Unfortunately, conventional inflatable avalanche safety systems fail to provide an efficient safety system. First, conventional systems are limited to single use in-field operation. The portable compressed gas canisters used in the conventional systems are generally configured to only contain a sufficient volume for a single deployment and therefore must be completely replaced to rearm the system. Therefore, if a user inadvertently deploys the system, it cannot be rearmed without replacing the canister. Second, conventional systems include one or more combustible or pressurized components that are not permitted on airplanes and helicopters, thus limiting the systems' use in travel situations. Third, conventional avalanche inflatable systems require a complex rearming procedure that includes replacing at least one component to enable repeated use. This may compromise user safety or system operation if performed incorrectly.
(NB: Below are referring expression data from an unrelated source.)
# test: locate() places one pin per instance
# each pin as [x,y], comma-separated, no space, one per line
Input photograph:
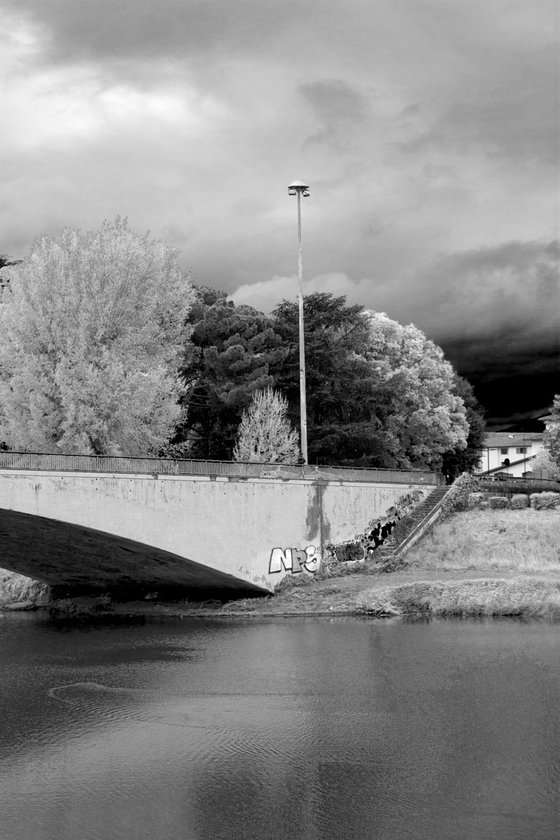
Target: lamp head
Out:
[298,187]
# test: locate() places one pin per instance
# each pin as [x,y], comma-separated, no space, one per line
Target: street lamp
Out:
[300,189]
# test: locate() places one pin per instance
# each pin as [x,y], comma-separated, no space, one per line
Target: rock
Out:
[20,606]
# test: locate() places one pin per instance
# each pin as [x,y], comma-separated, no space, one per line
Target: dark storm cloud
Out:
[506,341]
[424,127]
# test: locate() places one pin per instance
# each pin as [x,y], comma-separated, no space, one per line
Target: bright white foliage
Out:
[424,417]
[265,434]
[91,332]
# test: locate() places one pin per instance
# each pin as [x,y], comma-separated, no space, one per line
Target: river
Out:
[303,728]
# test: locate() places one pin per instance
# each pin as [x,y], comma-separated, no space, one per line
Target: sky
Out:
[428,131]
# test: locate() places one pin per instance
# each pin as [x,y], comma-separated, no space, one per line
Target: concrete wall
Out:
[190,530]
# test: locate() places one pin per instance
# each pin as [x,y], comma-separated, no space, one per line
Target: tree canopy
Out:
[92,325]
[226,359]
[265,434]
[424,416]
[378,393]
[458,459]
[343,390]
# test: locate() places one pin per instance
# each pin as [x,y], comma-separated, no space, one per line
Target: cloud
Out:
[427,131]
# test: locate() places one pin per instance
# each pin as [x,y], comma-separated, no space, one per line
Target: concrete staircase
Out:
[410,530]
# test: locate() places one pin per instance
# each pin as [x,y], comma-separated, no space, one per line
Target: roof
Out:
[503,439]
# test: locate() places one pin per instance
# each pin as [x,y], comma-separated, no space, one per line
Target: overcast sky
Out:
[428,131]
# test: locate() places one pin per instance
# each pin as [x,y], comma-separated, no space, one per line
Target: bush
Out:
[475,499]
[545,501]
[497,502]
[459,492]
[519,485]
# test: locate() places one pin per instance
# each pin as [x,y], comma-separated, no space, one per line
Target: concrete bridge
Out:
[97,523]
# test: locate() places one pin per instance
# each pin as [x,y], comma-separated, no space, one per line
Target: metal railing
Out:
[168,466]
Another problem of conventional inflatable avalanche systems is the susceptibility to system failure as a result of a tear or rip in the inflatable chamber. The inflatable chamber is generally inflated for a predetermined period of time corresponding to the inflation mechanism. The inflation period is intended to be performed by the user prior to avalanche contact. Therefore, during avalanche contact and transport, the inflatable chamber may contact various debris contained within the avalanche medium. For example, sharp objects such as ice and rock may be transported within the avalanche at differing speeds with respect to the user. Contact between the sharp objects and the inflatable chamber may thereby result in a puncture or tear and subsequent deflation. Deflation of the inflatable chamber will then compromise the safety provided by the inflatable avalanche system and expose the user to increased danger.
Therefore, there is a need in the industry for an efficient and reliable inflatable avalanche safety system that overcomes the problems with conventional systems.